Natalia Bosko

Lördag (Saturday), 09:00-09:30, H135b

Affiliering (affiliation): Independent researcher, FRA


Humor in landscape painting of the Danish golden age

In the time of trouble, people develop a resistance to trauma that finds an expression in dry and covert humor. Their jokes may be neither evident nor funny for the outsiders but cherished by those in a need of relief. This particular type of humor can be found in landscape painting of the Danish Golden Age.

Danish landscape painting emerged, when the country experienced a chain of challenging events. The Copenhagen Fire of 1795 and the English bombardment of 1807 destroyed large parts of the capital, taking many lives. The loss of the Danish Navy in 1801 and of Norway in 1814 weakened the country’s political standing. The Danish state bankruptcy in 1813 led to a deeper socio-economic crisis. By the mid-nineteenth century, the Three Year War and the dissolution of absolutism ended the customary lifestyle. Amid these challenges, the nation dreamed of repose from the turmoil. Danish art of the first half of the nineteenth century reflects this desire.

In response to the stressful events, the epoch witnessed a rapid development in fine arts, particularly, in the emerged landscape painting. Christopher Eckersberg championed the new genre during his work at the Royal Danish Academy of Art. A number of his students and colleagues transferred the tradition of Italian scenery to the local soil. Danish landscape painting represented the native country and the daily lives of its residents. This genre focused on the identity of the nation that reached an existential crisis. Nature displayed in paintings of the Dutch Golden Age was imbued with an unusual calm reminiscent of the lost idyllic past. Apparently, the artists attempted to stop the time on canvas to escape in a utopian pastoral from the coeval social turbulence.

The national crisis further prompted the landscapists to include humorous elements into their oeuvre. Painters added jocular details to their sceneries, such as an impossible perspective or workers marveling at a broken cart, to bring a smile to people’s faces. The contradiction between serene views and their satirical details proffers a conceptual statement, elucidated in the philosophy of Søren Kierkegaard. This thinker perceived humor as an integral part of the human self, as well as of the ethical and the sacral. His attitude to the comical explains the seeming discord of the idyllic and humorous elements of Danish landscape painting. Closer to the mid-century, the artistic approach to humor changed. Landscapists began using funny details to indicate the precariousness of the represented harmonious balance. In these times of trial, humor underlined and weighted the perfect pastoral of the Golden Age scenery.

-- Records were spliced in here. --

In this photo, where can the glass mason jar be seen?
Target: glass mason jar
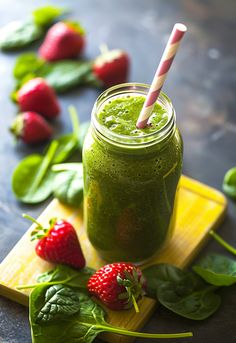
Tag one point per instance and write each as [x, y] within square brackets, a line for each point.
[130, 183]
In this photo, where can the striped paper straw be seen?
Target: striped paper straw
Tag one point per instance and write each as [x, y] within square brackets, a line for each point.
[161, 73]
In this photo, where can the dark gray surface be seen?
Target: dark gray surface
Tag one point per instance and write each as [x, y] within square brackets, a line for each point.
[202, 85]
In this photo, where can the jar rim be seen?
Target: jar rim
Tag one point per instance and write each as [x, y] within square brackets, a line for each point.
[134, 141]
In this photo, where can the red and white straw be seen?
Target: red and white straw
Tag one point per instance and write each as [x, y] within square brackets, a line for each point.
[161, 73]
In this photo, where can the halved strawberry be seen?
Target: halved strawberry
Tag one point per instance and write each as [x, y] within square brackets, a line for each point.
[118, 285]
[58, 243]
[31, 128]
[64, 40]
[112, 67]
[37, 96]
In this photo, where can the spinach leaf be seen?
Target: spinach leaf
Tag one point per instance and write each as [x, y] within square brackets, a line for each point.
[82, 327]
[83, 129]
[217, 270]
[222, 242]
[181, 292]
[65, 75]
[229, 183]
[45, 16]
[63, 275]
[32, 178]
[28, 64]
[67, 145]
[68, 183]
[60, 302]
[67, 275]
[159, 273]
[18, 34]
[68, 186]
[61, 75]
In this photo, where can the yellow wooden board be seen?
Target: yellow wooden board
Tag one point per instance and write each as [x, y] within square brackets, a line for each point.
[200, 209]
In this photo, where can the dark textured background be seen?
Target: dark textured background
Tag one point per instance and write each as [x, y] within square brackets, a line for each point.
[202, 85]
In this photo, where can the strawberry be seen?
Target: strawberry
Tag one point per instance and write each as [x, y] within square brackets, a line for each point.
[36, 95]
[118, 285]
[31, 128]
[111, 67]
[64, 40]
[58, 243]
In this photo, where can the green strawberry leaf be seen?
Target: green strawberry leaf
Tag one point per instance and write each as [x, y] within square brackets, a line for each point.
[81, 327]
[62, 75]
[76, 26]
[68, 186]
[45, 16]
[229, 183]
[19, 34]
[217, 270]
[60, 302]
[68, 74]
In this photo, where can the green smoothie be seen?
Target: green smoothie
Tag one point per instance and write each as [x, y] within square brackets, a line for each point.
[130, 178]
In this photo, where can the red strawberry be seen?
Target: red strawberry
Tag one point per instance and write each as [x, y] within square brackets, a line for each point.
[112, 67]
[31, 128]
[58, 243]
[36, 95]
[118, 285]
[64, 40]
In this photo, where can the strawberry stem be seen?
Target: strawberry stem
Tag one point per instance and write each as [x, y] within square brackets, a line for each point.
[135, 304]
[27, 216]
[45, 283]
[120, 331]
[222, 242]
[103, 48]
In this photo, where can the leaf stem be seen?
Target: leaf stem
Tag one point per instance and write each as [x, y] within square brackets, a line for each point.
[120, 331]
[135, 304]
[222, 242]
[27, 216]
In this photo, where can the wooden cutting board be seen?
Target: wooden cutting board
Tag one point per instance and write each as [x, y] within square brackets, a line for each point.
[200, 209]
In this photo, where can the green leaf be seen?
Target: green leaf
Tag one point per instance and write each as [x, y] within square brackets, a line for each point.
[82, 327]
[229, 183]
[68, 186]
[32, 178]
[18, 34]
[217, 270]
[62, 76]
[63, 275]
[28, 64]
[45, 16]
[66, 75]
[222, 242]
[67, 145]
[181, 292]
[82, 133]
[60, 302]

Augmenting the tranquil nature of Danish Romantic landscapes, funny elements convey hidden messages. To an untrained eye, humor may not be evident in these canvases. However, the time of the pandemic has taught the modern viewer to value a moderate joke.

Om (about):

I studied Art History and Humanities and conducted postgraduate research in Art History at the Freie University of Berlin, Humboldt-Universität zu Berlin, State Russian Museum and Ural State University. I specialize in modern and contemporary art, specifically, in the impact of science on landscape painting and landscape-related or spatial art. Lately, I focus on interpretations of astronomical knowledge in British, German and North-American Romantic landscape as an independent researcher. I am interested in Nordic landscape painting of the same period.